M/A COM FCU here has an idea. It has launched a "Build Your Nest Egg" certificate of deposit that can be opened with as little as $100 but which still pays an attractive 5.25% APY during its 13-month term. The CDs are capped at $10,000 per member. By contrast, M/A-COM offers a nine to 17-month CD at 5.00% APY with a 2,500 minimum deposit. M/A-COM VP of Operations Carla Waldo said the goal was to reach out to members who have a deposit relationship with the credit union, just not much of a relationship.

In little more than a week after introduction, the Nest Egg CDs brought in more than $100,000 in deposits for M/A-COM FCU.

"We really want to reach out to people who don't have a history of savings," Waldo said. "People are very excited about it. This is really getting people to act."

Waldo said the idea was generated at a regular monthly meeting during which staff brainstormed strategies to increase deposits and encourage young members with low savings. Too often the typical certificate promotion attracts members who have larger balances and who can afford to park funds for a while, leaving out the smaller or first-time investor, she said. The low-cost CDs deepen member relationships and creates loyalty to the credit union, Waldo added.

"You get people running in the door with $100,000. We have those people, but they probably don't need it (a special promotion)," she said. "We don't want to exclude any young people. A lot of the time, people with a little money are the most loyal."

"Build Your Nest Egg" is mainly being marketed by word of mouth, Waldo said, with support from print advertisements in a local newspaper. The average deposit so far has been around $3,000, and no member has opened an account with the $100 minimum

M/A-COM has yet to set a cut-off date for the certificate. Waldo said members are seeing it as a custom service provided by their credit union and have been highly complimentary about it.

"We're going to see how successful it is. So far it's been extremely successful," Waldo said.

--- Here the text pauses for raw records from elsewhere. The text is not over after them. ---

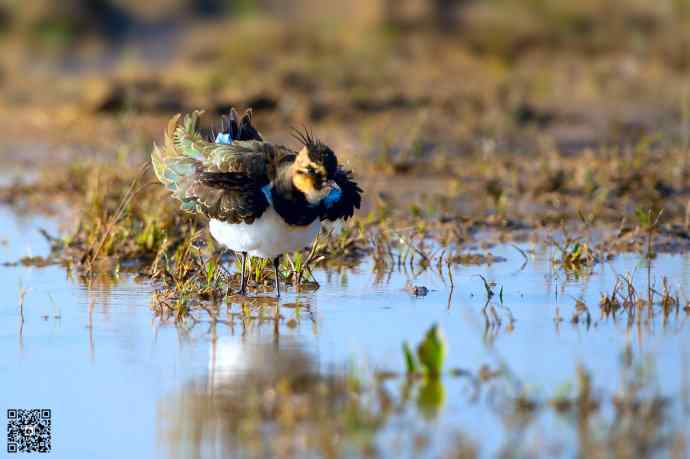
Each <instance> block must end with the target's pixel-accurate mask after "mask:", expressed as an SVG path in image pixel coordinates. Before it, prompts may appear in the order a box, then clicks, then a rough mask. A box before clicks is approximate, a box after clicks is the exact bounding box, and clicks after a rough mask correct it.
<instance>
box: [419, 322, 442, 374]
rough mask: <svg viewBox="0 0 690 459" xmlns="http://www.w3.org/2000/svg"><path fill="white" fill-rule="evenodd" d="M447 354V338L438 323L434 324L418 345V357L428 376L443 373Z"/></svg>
mask: <svg viewBox="0 0 690 459" xmlns="http://www.w3.org/2000/svg"><path fill="white" fill-rule="evenodd" d="M445 354H446V343H445V340H444V338H443V335H442V334H441V331H440V330H439V328H438V325H436V324H434V325H433V326H432V327H431V328H430V329H429V331H428V332H427V333H426V335H425V336H424V340H423V341H422V342H421V343H420V344H419V346H417V357H419V362H420V364H421V365H422V368H423V369H424V372H425V373H426V374H427V376H429V377H431V378H438V377H439V376H440V375H441V371H442V370H443V360H444V359H445V356H446V355H445Z"/></svg>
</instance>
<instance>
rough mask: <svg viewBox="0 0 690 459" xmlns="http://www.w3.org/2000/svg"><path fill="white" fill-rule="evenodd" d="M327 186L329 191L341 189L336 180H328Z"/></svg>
mask: <svg viewBox="0 0 690 459" xmlns="http://www.w3.org/2000/svg"><path fill="white" fill-rule="evenodd" d="M326 188H327V189H328V191H329V192H330V191H333V190H336V191H341V189H340V187H339V186H338V184H337V183H335V180H329V181H327V182H326Z"/></svg>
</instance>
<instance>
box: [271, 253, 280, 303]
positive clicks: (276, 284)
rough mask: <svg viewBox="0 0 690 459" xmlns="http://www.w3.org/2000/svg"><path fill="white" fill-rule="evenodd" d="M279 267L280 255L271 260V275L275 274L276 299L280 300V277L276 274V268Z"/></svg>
mask: <svg viewBox="0 0 690 459" xmlns="http://www.w3.org/2000/svg"><path fill="white" fill-rule="evenodd" d="M279 267H280V255H278V256H277V257H275V258H274V259H273V273H274V274H275V286H276V292H277V294H278V298H280V276H279V274H278V268H279Z"/></svg>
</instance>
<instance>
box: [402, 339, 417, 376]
mask: <svg viewBox="0 0 690 459" xmlns="http://www.w3.org/2000/svg"><path fill="white" fill-rule="evenodd" d="M403 355H404V356H405V368H406V371H407V374H408V375H411V374H414V373H417V360H416V359H415V357H414V354H413V353H412V349H411V348H410V345H409V344H408V343H407V341H405V342H404V343H403Z"/></svg>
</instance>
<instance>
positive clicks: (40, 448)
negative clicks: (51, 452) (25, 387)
mask: <svg viewBox="0 0 690 459" xmlns="http://www.w3.org/2000/svg"><path fill="white" fill-rule="evenodd" d="M50 415H51V413H50V410H20V409H10V410H7V452H8V453H48V452H50V421H51V419H50V417H51V416H50Z"/></svg>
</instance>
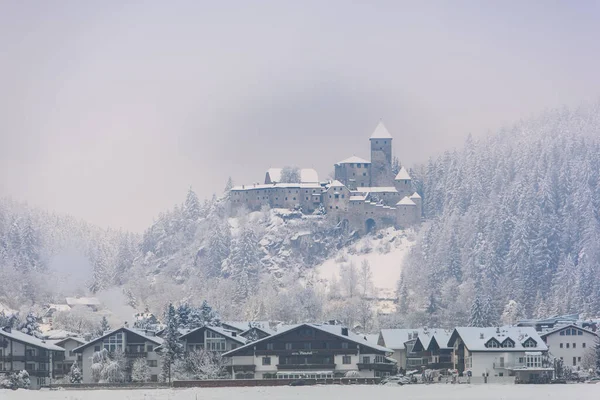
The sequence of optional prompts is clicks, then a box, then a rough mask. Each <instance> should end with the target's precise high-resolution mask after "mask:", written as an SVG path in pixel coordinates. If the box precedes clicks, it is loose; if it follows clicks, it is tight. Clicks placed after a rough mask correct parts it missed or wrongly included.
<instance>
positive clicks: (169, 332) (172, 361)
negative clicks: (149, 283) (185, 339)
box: [161, 303, 183, 382]
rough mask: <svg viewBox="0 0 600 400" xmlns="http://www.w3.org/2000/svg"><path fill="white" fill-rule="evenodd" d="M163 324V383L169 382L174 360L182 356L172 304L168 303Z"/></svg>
mask: <svg viewBox="0 0 600 400" xmlns="http://www.w3.org/2000/svg"><path fill="white" fill-rule="evenodd" d="M165 324H166V325H167V326H166V328H165V333H164V342H163V345H162V354H161V358H162V374H161V378H162V380H163V381H164V382H171V370H172V368H173V364H174V363H175V360H177V359H179V358H180V357H181V355H182V354H183V345H182V344H181V342H179V331H178V330H177V313H176V311H175V307H174V306H173V303H169V306H168V307H167V312H166V313H165Z"/></svg>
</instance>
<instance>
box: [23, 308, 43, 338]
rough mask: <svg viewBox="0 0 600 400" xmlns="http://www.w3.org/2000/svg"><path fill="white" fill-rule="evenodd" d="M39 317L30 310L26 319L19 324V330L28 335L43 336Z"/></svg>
mask: <svg viewBox="0 0 600 400" xmlns="http://www.w3.org/2000/svg"><path fill="white" fill-rule="evenodd" d="M37 320H38V319H37V317H36V316H35V314H34V313H33V312H31V311H30V312H29V313H28V314H27V317H25V321H23V323H22V324H21V325H20V326H19V330H20V331H21V332H23V333H26V334H27V335H31V336H35V337H41V336H42V332H41V331H40V324H39V323H38V321H37Z"/></svg>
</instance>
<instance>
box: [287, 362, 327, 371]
mask: <svg viewBox="0 0 600 400" xmlns="http://www.w3.org/2000/svg"><path fill="white" fill-rule="evenodd" d="M277 369H278V370H281V371H286V370H297V371H303V370H313V371H314V370H330V369H331V370H333V369H335V364H277Z"/></svg>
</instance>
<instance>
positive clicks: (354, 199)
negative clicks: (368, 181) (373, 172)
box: [350, 194, 367, 201]
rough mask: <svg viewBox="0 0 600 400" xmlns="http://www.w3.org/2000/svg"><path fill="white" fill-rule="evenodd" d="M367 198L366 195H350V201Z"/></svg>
mask: <svg viewBox="0 0 600 400" xmlns="http://www.w3.org/2000/svg"><path fill="white" fill-rule="evenodd" d="M366 198H367V195H366V194H365V195H362V196H350V201H363V200H365V199H366Z"/></svg>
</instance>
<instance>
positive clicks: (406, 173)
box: [395, 167, 412, 181]
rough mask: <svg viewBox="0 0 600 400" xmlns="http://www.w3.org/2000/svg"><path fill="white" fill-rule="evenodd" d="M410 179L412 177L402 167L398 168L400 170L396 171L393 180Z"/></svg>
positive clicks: (409, 180)
mask: <svg viewBox="0 0 600 400" xmlns="http://www.w3.org/2000/svg"><path fill="white" fill-rule="evenodd" d="M411 179H412V178H411V177H410V175H409V174H408V171H407V170H406V168H404V167H402V168H400V171H398V175H396V178H395V180H397V181H401V180H409V181H410V180H411Z"/></svg>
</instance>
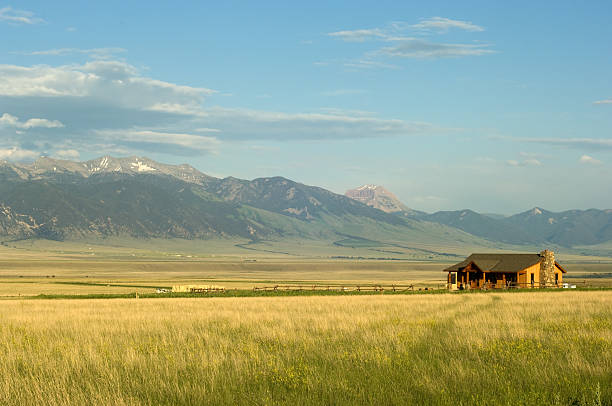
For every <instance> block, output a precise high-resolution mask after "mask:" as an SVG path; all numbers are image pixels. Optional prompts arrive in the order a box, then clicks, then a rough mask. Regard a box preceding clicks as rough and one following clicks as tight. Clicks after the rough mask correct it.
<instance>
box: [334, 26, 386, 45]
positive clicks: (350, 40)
mask: <svg viewBox="0 0 612 406" xmlns="http://www.w3.org/2000/svg"><path fill="white" fill-rule="evenodd" d="M327 35H329V36H330V37H335V38H338V39H341V40H342V41H346V42H365V41H369V40H372V39H383V40H385V39H387V38H388V37H389V34H388V33H386V32H384V31H383V30H382V29H380V28H373V29H361V30H343V31H336V32H330V33H328V34H327Z"/></svg>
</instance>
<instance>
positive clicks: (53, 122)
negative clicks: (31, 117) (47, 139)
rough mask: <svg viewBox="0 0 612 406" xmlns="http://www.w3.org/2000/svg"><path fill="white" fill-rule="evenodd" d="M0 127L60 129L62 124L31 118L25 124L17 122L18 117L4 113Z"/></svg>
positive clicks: (55, 121) (56, 121)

Waldo said members can't add on to the CDs since the $19.5 million M/A-COM FCU doesn't have software capable of tracking a large number of changes to the accounts. Members seeking to take further advantage of the high rate can buy a separate CD but are still limited to a $10,000 aggregate maximum deposit. M/A-COM FCU was formed in1958 to serve the employees of Macom Inc., a defense and communications company. The CU has two on-site branches and recently opened a third in a restored mill in downtown Lowell, Mass.